Samsung has unveiled the Galaxy Note 5 and Galaxy S6 Edge+, but announced that only the S6 Edge+ will be coming to the UK
Samsung unveiled two new flagship smartphones at its “Unpacked” event in London today – the Galaxy S6 Edge+, a larger version of the Galaxy S6 Edge, and the Galaxy Note 5, an update to the Note range that takes design cues from the Galaxy S6.
“It boils down to a business prioritisation more than anything else. We’ve decided to roll out first with the S6 Edge+, just to leverage on the S6 Edge launch,” said David Kang, vice president of online at Samsung Mobile.
“That’s not to say that we’re not going to launch the Note 5 shortly thereafter, it’s just that for Europe that’s not the prioritisation.”
The S6 Edge+, which is expected to reach the UK in on September 4, has a 5.7-inch Quad HD Super AMOLED display and the same curved glass design that debuted with the S6 Edge.
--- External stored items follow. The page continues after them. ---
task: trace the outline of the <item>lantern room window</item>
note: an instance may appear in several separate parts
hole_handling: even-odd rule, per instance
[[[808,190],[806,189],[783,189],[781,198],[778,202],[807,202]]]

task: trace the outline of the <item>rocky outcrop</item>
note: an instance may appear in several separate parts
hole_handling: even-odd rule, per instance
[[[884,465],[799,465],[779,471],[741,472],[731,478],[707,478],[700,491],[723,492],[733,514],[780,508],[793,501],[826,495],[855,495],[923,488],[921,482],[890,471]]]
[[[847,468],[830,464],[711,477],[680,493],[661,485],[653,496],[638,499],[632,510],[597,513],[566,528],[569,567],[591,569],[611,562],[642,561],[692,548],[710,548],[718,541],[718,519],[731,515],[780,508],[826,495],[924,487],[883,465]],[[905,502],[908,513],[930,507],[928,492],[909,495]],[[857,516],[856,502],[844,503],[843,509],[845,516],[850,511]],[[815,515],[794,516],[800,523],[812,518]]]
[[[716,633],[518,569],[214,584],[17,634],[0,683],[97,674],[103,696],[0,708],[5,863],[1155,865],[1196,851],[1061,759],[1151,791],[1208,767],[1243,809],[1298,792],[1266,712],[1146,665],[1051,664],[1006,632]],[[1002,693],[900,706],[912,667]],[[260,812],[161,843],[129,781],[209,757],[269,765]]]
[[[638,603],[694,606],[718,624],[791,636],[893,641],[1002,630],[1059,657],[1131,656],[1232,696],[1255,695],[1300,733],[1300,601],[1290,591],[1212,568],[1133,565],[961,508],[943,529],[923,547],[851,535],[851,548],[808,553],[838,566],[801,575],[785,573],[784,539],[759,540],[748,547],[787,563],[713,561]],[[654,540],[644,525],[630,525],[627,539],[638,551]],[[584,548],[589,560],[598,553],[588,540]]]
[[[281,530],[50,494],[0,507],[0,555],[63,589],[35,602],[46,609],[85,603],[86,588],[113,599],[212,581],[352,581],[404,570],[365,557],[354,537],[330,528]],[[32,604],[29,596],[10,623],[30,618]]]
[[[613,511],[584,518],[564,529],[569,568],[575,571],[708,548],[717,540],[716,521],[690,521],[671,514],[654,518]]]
Samsung said pre-orders would open on August 18 – next Tuesday.
The phone features a new aluminium frame, which Samsung claims is 1.7 times stronger and 1.3 times more scratch-resistant than its predecessor, and a super-slim bezel, which means that the overall device is narrower than some smartphones with 5.5-inch displays.
Samsung is pushing the S6 Edge+ as a multimedia device, and has introduced several new video features such as steady video recording with face recognition on the front-facing camera, for smoother selfie-videos, and native live broadcasting supported by YouTube.
It has also added new video editing options, such as “collage mode”, which allows users to film several videos and have them playing back side-by-side in a collage, and series mode, which allows you to cut together several video clips into a continuous film.
Audio quality has also been improved, with the addition of a ultra high-quality (UHQ) upscaler, so the ordinary MP3s on your phone can be upscaled to 24-bit 192kHz sound, and a dedicated clock to minimise sound distortion and noise.
Samsung has even developed its own UHQ Bluetooth codec, so users can stream music from their S6 Edge+ smartphone to a Samsung Galaxy Pro headset or speaker via Bluetooth, and still experience premium quality sound.
“Being that it is a large-screen device, we really wanted to put a lot of effort into making it a more-enhanced multimedia experience,” said Richard Knight, head of product management at Samsung UK.
In terms of the core specs, the S6 Edge+ is not hugely different from its predecessor. It has the same processor as the S6 Edge, the octa-core Exynos 7, and the same camera combination (16MP on the back and 5MP on the front). It also features Samsung’s “defense-grade” security platform, Knox.
Samsung has improved its wireless charging technology, so despite having a bigger battery than the S6 Edge (3000mAh compared to 2600mAh), the S6 Edge+ takes one hour less to charge wirelessly. Wired charging takes 5 minutes longer than on the S6 Edge.
The S6 Edge+ also comes preloaded with SideSync 4.0 which allows users to sync their smartphone with their PC over WiFi and easily move images and files between devices by dragging and dropping. they can even manage incoming text messages and phone calls from their PC.
As well as the “People Edge”, that was introduced with the Galaxy S6 Edge and allows people to quickly call, text or email their most frequent contacts, Samsung has added an Apps Edge, that allows them to quickly access their favourite applications.
The People Edge has also been enhanced, so users can now send pokes, pictures and emoticons to their top contacts as well as calls, texts and emails.
The Galaxy Note 5, which Samsung was keen to stress may roll out in other markets in the future, has almost exactly the same specs as the S6 Edge+.
Apart form having a flat screen and a stylus that pops out of the bottom, the only real difference is that the Note 5 is ever so slighly bigger and heavier (153.2 x 76.1 x 7.6mm, and 171g).
The mid-August launch puts Samsung’s new smartphones on the market ahead of arch-rival Apple’s next iPhones. The US company is reportedly preparing for its largest initial production run for new phones so far by the end of the year.
Samsung is seeking to rebound from a disappointing 2014, when its annual profit hit a three-year low as smartphone earnings slumped.
Though Samsung’s earnings are recovering, its second-quarter guidance of a 6.9 trillion won (£4 billion) operating profit fell short of market expectations, following a supply shortage of the Galaxy S6 Edge.